Pirelli senza cervello tecnologico non è più Pirelli.
Negli ultimi mesi, raccontano fonti ben informate, i funzionari americani hanno fatto sapere a Roma che il tempo delle ambiguità è finito. Il governo italiano valuta. Valuta un nuovo intervento, valuta una stretta, valuta soprattutto quanto sia sostenibile tenere insieme tutto. Perché la partita non è solo industriale, è politica. Sinochem non è un’azienda qualsiasi. È un gruppo controllato dallo Stato cinese, figlio della fusione con ChemChina avvenuta nel 2021. Ogni mossa ha inevitabilmente un riflesso diplomatico.
Ed è qui che il gioco si fa delicato. Roma non vuole uno scontro con Pechino, ma non può permettersi di perdere Washington. Un equilibrio delicato, quasi da funamboli, mentre sotto c’è il vuoto del mercato globale.
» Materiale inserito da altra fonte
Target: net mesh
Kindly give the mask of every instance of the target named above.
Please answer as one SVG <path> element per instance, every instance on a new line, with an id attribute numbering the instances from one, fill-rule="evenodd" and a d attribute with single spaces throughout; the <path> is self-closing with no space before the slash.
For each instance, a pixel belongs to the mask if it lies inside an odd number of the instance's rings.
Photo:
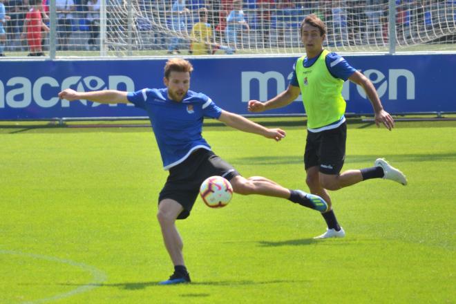
<path id="1" fill-rule="evenodd" d="M 386 0 L 56 0 L 53 28 L 49 0 L 2 1 L 7 56 L 53 46 L 57 56 L 302 53 L 299 26 L 310 13 L 325 23 L 332 50 L 388 51 L 390 43 Z M 455 0 L 397 0 L 397 50 L 456 50 L 455 19 Z"/>

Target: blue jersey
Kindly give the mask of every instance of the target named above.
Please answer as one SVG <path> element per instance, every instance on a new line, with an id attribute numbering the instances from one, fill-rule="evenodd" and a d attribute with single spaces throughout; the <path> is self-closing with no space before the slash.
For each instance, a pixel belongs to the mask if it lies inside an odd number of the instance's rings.
<path id="1" fill-rule="evenodd" d="M 318 56 L 307 59 L 307 57 L 303 61 L 303 65 L 305 68 L 312 66 L 315 63 L 316 59 L 320 57 Z M 334 78 L 339 78 L 344 81 L 347 80 L 348 77 L 352 76 L 354 72 L 357 71 L 355 68 L 352 67 L 348 62 L 341 55 L 335 53 L 330 53 L 325 58 L 325 63 L 327 70 Z M 296 62 L 294 64 L 296 65 Z M 289 81 L 289 84 L 294 86 L 299 86 L 298 83 L 298 78 L 296 77 L 296 66 L 293 66 L 293 77 Z"/>
<path id="2" fill-rule="evenodd" d="M 144 88 L 129 92 L 127 99 L 147 111 L 165 170 L 197 149 L 211 150 L 201 135 L 202 121 L 218 119 L 222 109 L 205 94 L 189 91 L 181 102 L 175 102 L 168 98 L 167 88 Z"/>

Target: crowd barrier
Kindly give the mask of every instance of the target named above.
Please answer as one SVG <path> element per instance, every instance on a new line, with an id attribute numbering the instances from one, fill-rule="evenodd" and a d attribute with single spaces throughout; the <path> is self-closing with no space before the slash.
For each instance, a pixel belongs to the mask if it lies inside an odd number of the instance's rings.
<path id="1" fill-rule="evenodd" d="M 456 55 L 345 56 L 377 88 L 393 114 L 456 112 Z M 191 88 L 209 96 L 225 110 L 241 115 L 249 99 L 265 101 L 285 90 L 296 57 L 191 59 Z M 166 59 L 0 61 L 0 120 L 63 117 L 134 117 L 146 113 L 131 104 L 106 105 L 60 100 L 66 88 L 77 91 L 133 91 L 160 88 Z M 346 82 L 347 113 L 372 114 L 363 89 Z M 301 97 L 268 115 L 304 114 Z M 261 115 L 261 113 L 260 114 Z"/>

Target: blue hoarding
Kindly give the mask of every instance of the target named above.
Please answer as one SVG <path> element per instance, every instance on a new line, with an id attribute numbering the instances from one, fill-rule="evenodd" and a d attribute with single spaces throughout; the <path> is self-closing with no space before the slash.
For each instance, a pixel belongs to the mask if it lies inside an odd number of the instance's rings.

Il management di Pirelli ha provato a chiudere la questione in modo ordinato. Ha presentato opzioni, ha suggerito vie d’uscita, ha lasciato intendere che una cessione sarebbe la soluzione più indolore. Dall’altra parte, però, nessuna fretta. Per mesi. Poi qualcosa si è mosso. Sinochem ha incaricato Bnp Paribas di esplorare possibili opzioni di vendita. Un segnale. Non una resa, ma nemmeno un muro. Un modo per dire: ascoltiamo.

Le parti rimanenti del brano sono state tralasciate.